La députée écologiste a ensuite expliqué les objectifs de cette proposition de loi (PPL). Il s'agit en premier lieu d'une bataille d'idées car il risque d'y avoir encore beaucoup d'oppositions sur ce sujet, comme pour le mariage pour tous. "L'important est déminer un certain nombre de fantasmes, ce que l'on n'a pas toujours réussi avec le mariage" a-t-elle précisé.

En second lieu, l'objectif est de créer une boîte à outils législatifs pour le gouvernement et la majorité. Libre à chacun de s'en saisir ou de s'en inspirer, pour des amendements sur le futur projet de loi gouvernemental, par exemple.
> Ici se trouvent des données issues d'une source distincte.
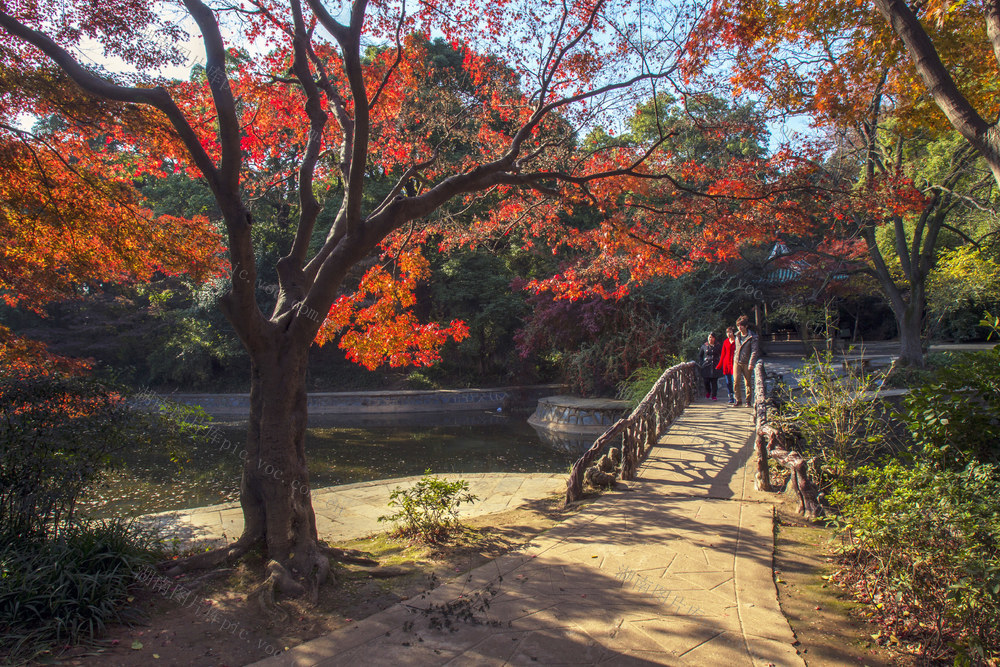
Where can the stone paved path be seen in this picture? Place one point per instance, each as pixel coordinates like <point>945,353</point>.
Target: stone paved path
<point>352,510</point>
<point>676,570</point>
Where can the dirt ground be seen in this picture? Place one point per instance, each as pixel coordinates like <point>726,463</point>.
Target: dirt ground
<point>829,626</point>
<point>220,627</point>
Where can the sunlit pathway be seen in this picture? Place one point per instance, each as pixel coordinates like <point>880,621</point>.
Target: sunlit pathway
<point>677,570</point>
<point>352,510</point>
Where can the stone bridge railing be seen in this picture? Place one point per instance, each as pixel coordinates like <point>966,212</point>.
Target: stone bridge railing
<point>642,429</point>
<point>771,443</point>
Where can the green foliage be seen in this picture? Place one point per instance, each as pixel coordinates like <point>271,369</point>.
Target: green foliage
<point>955,417</point>
<point>924,549</point>
<point>429,510</point>
<point>56,591</point>
<point>635,388</point>
<point>418,380</point>
<point>964,282</point>
<point>843,426</point>
<point>57,433</point>
<point>906,376</point>
<point>475,287</point>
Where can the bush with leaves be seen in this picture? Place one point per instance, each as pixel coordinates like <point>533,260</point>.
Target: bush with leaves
<point>57,433</point>
<point>429,509</point>
<point>924,550</point>
<point>955,417</point>
<point>842,425</point>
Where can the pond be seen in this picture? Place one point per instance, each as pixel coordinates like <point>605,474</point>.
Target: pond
<point>203,473</point>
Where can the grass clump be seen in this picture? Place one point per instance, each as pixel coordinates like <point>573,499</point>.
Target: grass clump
<point>64,590</point>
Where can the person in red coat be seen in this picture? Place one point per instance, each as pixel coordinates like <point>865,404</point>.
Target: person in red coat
<point>726,361</point>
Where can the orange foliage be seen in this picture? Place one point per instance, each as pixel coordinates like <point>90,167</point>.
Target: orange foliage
<point>374,326</point>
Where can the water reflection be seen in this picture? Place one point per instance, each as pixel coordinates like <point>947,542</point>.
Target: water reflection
<point>339,450</point>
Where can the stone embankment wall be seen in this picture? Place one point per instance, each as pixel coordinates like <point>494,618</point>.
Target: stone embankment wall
<point>384,402</point>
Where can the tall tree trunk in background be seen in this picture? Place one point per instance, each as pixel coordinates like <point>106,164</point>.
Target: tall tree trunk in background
<point>982,135</point>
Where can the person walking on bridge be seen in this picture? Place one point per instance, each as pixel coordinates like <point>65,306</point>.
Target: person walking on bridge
<point>708,361</point>
<point>745,356</point>
<point>726,361</point>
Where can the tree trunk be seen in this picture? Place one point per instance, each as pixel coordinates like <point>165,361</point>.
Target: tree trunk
<point>275,493</point>
<point>911,352</point>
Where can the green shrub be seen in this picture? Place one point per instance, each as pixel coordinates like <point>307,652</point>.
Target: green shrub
<point>429,510</point>
<point>955,417</point>
<point>924,546</point>
<point>842,425</point>
<point>57,591</point>
<point>57,433</point>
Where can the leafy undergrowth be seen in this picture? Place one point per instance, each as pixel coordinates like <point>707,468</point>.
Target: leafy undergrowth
<point>221,627</point>
<point>828,623</point>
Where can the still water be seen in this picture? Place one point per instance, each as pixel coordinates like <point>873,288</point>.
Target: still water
<point>203,473</point>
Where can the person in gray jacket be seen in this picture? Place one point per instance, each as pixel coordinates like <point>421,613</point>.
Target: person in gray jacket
<point>744,358</point>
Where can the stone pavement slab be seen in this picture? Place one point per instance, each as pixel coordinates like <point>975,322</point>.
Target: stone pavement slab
<point>675,569</point>
<point>350,511</point>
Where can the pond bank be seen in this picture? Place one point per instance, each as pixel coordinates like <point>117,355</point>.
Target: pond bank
<point>383,402</point>
<point>350,511</point>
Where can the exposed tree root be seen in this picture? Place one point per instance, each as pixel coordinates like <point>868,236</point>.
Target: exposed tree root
<point>210,559</point>
<point>347,556</point>
<point>279,580</point>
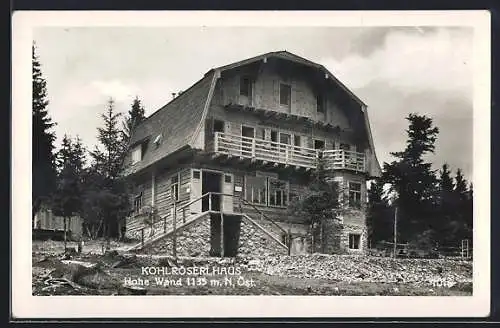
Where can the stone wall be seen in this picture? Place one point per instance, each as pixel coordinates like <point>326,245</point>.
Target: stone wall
<point>254,242</point>
<point>192,240</point>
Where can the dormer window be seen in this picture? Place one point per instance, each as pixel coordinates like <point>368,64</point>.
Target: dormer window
<point>320,104</point>
<point>245,86</point>
<point>157,140</point>
<point>137,154</point>
<point>285,94</point>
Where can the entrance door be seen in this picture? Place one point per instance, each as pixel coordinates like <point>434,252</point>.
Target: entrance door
<point>247,134</point>
<point>195,190</point>
<point>227,189</point>
<point>211,182</point>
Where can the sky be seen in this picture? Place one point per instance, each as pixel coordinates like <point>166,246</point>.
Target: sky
<point>394,70</point>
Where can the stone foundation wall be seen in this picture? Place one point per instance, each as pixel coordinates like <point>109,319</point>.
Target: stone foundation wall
<point>254,242</point>
<point>193,240</point>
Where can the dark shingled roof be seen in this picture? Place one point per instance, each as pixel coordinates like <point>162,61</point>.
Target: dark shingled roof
<point>177,121</point>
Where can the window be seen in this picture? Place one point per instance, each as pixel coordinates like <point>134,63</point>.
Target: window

Véronique Massonneau a ainsi rappelé que "le Parlement n'est pas qu'une chambre d'enregistrement, mais également un lieu d'initiatives". Et de préciser, après avoir évoqué les souvenirs des débats houleux sur le mariage pour tous : "il est toujours préférable de préparer et d'anticiper plutôt que de réparer ou de réagir". Faire de la pédagogie, somme toute.
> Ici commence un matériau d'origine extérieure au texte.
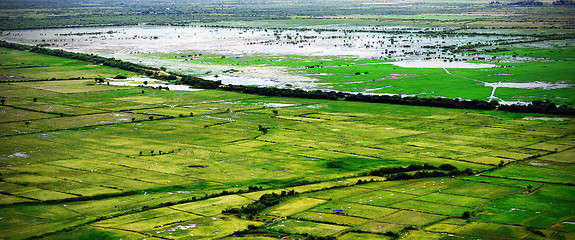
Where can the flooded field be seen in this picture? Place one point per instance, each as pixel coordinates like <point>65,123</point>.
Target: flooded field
<point>347,58</point>
<point>384,43</point>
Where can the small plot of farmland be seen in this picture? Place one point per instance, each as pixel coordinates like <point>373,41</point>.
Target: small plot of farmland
<point>159,162</point>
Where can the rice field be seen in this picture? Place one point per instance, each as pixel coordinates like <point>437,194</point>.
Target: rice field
<point>119,163</point>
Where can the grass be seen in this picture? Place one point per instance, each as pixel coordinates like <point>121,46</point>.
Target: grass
<point>94,162</point>
<point>412,218</point>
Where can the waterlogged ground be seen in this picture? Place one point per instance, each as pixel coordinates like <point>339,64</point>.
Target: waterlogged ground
<point>134,163</point>
<point>369,59</point>
<point>81,160</point>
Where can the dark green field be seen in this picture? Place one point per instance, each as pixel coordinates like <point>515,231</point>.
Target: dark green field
<point>120,163</point>
<point>81,158</point>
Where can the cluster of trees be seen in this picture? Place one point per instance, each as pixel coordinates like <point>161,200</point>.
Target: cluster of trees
<point>266,200</point>
<point>423,171</point>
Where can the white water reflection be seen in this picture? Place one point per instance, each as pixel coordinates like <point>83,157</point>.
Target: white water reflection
<point>154,83</point>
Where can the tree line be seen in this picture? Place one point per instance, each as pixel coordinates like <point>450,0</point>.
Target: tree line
<point>423,171</point>
<point>545,107</point>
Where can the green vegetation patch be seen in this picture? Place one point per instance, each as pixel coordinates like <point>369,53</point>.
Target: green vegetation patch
<point>412,218</point>
<point>292,206</point>
<point>480,190</point>
<point>527,210</point>
<point>301,226</point>
<point>493,230</point>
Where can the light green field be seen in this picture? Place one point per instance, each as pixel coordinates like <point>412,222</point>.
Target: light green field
<point>95,173</point>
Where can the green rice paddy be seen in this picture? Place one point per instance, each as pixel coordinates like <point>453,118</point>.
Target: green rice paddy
<point>89,160</point>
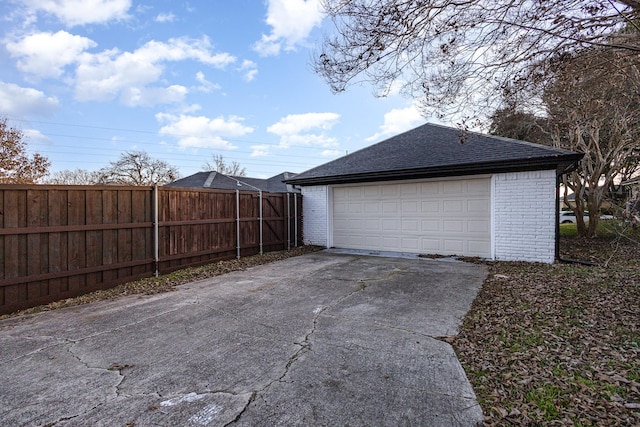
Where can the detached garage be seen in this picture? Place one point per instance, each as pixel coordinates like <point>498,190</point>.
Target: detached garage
<point>433,190</point>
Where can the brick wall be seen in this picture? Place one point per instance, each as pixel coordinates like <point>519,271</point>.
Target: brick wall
<point>314,211</point>
<point>524,216</point>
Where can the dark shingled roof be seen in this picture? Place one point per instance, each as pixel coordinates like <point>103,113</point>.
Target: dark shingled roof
<point>221,181</point>
<point>431,151</point>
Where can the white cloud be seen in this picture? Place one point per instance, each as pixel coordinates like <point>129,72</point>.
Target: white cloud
<point>261,150</point>
<point>397,121</point>
<point>36,135</point>
<point>134,96</point>
<point>81,12</point>
<point>201,131</point>
<point>296,123</point>
<point>291,22</point>
<point>305,130</point>
<point>18,101</point>
<point>205,85</point>
<point>165,17</point>
<point>250,70</point>
<point>46,54</point>
<point>110,73</point>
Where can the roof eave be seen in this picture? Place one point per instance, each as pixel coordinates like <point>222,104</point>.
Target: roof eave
<point>443,171</point>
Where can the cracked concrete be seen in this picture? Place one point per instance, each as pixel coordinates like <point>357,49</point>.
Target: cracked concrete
<point>322,339</point>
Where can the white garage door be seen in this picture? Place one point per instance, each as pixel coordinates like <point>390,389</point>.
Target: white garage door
<point>430,217</point>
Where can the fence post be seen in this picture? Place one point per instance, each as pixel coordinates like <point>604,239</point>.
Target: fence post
<point>238,224</point>
<point>156,234</point>
<point>288,221</point>
<point>260,213</point>
<point>295,214</point>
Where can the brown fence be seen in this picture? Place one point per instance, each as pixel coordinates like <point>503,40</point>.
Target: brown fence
<point>58,242</point>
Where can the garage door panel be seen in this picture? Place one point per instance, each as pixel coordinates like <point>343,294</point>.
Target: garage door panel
<point>453,206</point>
<point>430,207</point>
<point>409,206</point>
<point>478,226</point>
<point>390,225</point>
<point>430,225</point>
<point>453,226</point>
<point>445,217</point>
<point>478,206</point>
<point>390,207</point>
<point>409,226</point>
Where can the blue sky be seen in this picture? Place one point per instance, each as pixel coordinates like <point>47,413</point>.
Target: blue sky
<point>87,80</point>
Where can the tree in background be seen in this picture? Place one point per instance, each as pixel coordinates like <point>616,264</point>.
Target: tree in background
<point>219,164</point>
<point>591,101</point>
<point>457,56</point>
<point>74,177</point>
<point>16,167</point>
<point>593,106</point>
<point>138,168</point>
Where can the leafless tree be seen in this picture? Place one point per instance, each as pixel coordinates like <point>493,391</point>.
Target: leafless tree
<point>460,55</point>
<point>591,101</point>
<point>74,177</point>
<point>219,164</point>
<point>138,168</point>
<point>593,105</point>
<point>16,166</point>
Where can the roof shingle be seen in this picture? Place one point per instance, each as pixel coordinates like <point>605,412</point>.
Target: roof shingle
<point>432,151</point>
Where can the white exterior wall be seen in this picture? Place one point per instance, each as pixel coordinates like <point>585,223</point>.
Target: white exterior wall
<point>315,206</point>
<point>524,216</point>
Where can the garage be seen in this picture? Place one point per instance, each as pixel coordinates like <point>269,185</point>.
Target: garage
<point>447,217</point>
<point>438,190</point>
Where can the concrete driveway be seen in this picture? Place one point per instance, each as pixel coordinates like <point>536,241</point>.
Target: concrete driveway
<point>322,339</point>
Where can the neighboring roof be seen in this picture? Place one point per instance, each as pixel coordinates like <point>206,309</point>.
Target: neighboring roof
<point>221,181</point>
<point>431,151</point>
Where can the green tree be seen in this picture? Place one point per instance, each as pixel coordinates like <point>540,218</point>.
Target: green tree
<point>591,101</point>
<point>219,164</point>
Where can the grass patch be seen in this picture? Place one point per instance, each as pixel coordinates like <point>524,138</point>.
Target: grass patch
<point>558,344</point>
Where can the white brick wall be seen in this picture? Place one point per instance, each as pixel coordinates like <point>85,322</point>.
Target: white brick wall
<point>315,203</point>
<point>524,216</point>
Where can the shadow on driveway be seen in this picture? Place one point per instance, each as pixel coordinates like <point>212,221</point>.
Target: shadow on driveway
<point>320,339</point>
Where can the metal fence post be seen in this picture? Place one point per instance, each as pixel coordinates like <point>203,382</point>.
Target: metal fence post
<point>288,221</point>
<point>295,214</point>
<point>238,224</point>
<point>260,213</point>
<point>156,234</point>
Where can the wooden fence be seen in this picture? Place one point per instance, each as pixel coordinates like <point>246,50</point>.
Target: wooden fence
<point>58,242</point>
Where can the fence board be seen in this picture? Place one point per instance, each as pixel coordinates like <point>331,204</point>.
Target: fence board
<point>58,242</point>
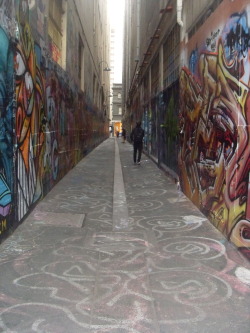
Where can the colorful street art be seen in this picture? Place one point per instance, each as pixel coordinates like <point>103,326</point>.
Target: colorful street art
<point>214,118</point>
<point>46,125</point>
<point>6,124</point>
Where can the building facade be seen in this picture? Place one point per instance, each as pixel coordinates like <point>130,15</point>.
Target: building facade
<point>117,107</point>
<point>52,96</point>
<point>186,76</point>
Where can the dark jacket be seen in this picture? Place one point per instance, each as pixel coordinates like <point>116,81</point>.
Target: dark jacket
<point>137,134</point>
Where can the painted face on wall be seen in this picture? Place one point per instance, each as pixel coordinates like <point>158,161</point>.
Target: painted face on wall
<point>215,147</point>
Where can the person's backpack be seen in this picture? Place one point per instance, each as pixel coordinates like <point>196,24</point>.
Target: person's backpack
<point>138,134</point>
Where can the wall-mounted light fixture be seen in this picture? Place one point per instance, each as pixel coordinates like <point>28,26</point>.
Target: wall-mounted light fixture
<point>107,68</point>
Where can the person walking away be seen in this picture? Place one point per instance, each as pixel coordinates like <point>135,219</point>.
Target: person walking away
<point>123,135</point>
<point>136,136</point>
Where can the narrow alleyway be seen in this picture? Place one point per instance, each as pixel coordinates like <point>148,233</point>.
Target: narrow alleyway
<point>114,247</point>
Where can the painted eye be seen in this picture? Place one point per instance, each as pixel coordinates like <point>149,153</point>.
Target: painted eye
<point>20,66</point>
<point>28,82</point>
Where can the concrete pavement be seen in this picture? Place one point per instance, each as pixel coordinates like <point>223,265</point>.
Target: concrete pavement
<point>116,248</point>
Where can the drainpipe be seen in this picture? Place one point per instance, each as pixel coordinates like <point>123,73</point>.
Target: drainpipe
<point>138,30</point>
<point>179,11</point>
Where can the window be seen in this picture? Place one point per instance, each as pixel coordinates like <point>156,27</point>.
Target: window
<point>56,30</point>
<point>81,64</point>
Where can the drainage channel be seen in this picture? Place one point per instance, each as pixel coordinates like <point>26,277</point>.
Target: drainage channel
<point>120,208</point>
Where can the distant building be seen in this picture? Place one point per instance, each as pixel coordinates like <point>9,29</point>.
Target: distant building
<point>117,107</point>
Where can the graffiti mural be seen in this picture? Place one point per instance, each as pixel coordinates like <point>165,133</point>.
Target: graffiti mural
<point>46,125</point>
<point>30,138</point>
<point>214,119</point>
<point>6,121</point>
En dernier lieu, il s'agit de mettre une pression symbolique sur le Président, le gouvernement et la majorité. L'engagement 21 de François Hollande visait à mettre en place une législation assurant à chacun le droit de mourir dans la dignité. Or, depuis la remise du rapport Sicard le 18 décembre 2012, aucune avancée. Le Comité consultatif national d'éthique repousse sans cesse le rendu de son avis sur le sujet et des Etats généraux sont prévus à l'automne. Si l'on ajoute les élections municipales et européennes de 2014, le risque de voir le projet de loi retardé, repoussé à 2015 semble assez fort. Aussi, "les écologistes se tiennent prêts" à privilégier l'initiative parlementaire, c'est également l'objet de cette proposition de loi. Véronique Massonneau précise ainsi : "Il est inenvisageable que la situation des personnes en souffrance soit tributaire d'un calendrier électoral".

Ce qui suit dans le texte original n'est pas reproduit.